Ох, лукавил Александр Иванович. Еще задолго до Украины начал применять он «такую практику»…
Из протокола допроса бывшего наркома внутренних дел Белоруссии Б. Бермана
:
«В 1938 году на совещании в НКВД СССР выступил Успенский и заявил, что он спас Красную Армию (!), так как ликвидированные им в Оренбургской области повстанческие организации, вооруженные берданками, чуть-чуть не разоружили мото-механизированные корпуса Красной Армии».
Нет, недаром газеты называли сессии Верховного Совета судьбоносными. После первой сессии, в январе, он стал наркомом Украины.
Приехав на вторую, в августе, от всезнающего Шапиро услышал сенсационную весть.

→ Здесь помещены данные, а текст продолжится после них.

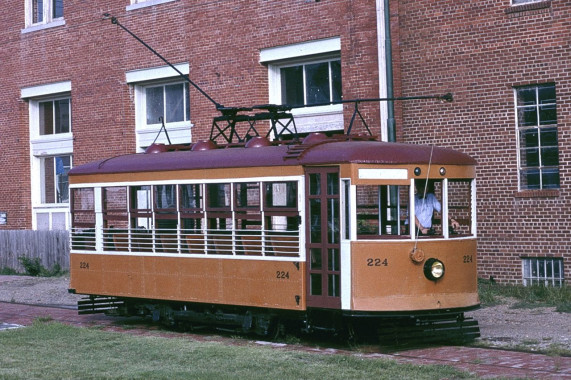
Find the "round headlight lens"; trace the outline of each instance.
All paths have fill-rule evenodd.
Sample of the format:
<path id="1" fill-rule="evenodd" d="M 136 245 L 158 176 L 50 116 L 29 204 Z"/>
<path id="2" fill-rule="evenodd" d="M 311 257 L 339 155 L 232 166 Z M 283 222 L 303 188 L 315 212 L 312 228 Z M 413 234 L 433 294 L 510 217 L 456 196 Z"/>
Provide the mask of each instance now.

– У Ежова большие неприятности, – говорил Шапиро, нервно расхаживая по кабинету, – в ЦК ему не доверяют. Ходят слухи, что замом придет какой-то человек, которого нужно бояться.

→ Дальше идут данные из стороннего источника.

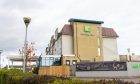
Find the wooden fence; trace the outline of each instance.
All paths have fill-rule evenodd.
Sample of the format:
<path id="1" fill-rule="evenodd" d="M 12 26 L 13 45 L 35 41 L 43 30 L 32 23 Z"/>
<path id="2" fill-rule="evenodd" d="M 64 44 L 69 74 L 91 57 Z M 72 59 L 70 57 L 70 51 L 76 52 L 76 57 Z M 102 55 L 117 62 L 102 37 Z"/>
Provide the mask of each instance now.
<path id="1" fill-rule="evenodd" d="M 69 66 L 40 67 L 39 68 L 39 75 L 68 77 L 68 76 L 70 76 L 70 67 Z"/>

Ежов уже и сам предчувствовал неладное. Пить он стал еще больше, хотя, казалось бы, больше было и некуда. У себя на даче, куда как-то раз затащил Успенского, постоянно твердил, что надо всех расстрелять, лишь бы никто ни в чем потом не разобрался.
Когда Успенский возвращался с дачи в Москву, в голове, несмотря на выпитое, все крепче утверждалась мысль: надо бежать. Что он ответит, если от него потребуют объяснений? За что расстреливал десятки тысяч невиновных? Валить на Ежова? Но Ежова наверняка объявят врагом народа, как это проделали уже с Ягодой, и на этот раз отвертеться не удастся. Об их близости знают все. Мавр сделал свое дело…
В сентябре 1938 года, взяв жену и 15-летнего сына, Успенский выехал в Житомир. Он хотел нелегально перейти польскую границу, но в последний момент банально струсил. Подумал: а если, неровен час, поймают? Тогда – никаких шансов. Верная смерть. Нет, лучше пусть идет все своим чередом. В конце концов, может, не зря считают его везунчиком. Может, опять пронесет?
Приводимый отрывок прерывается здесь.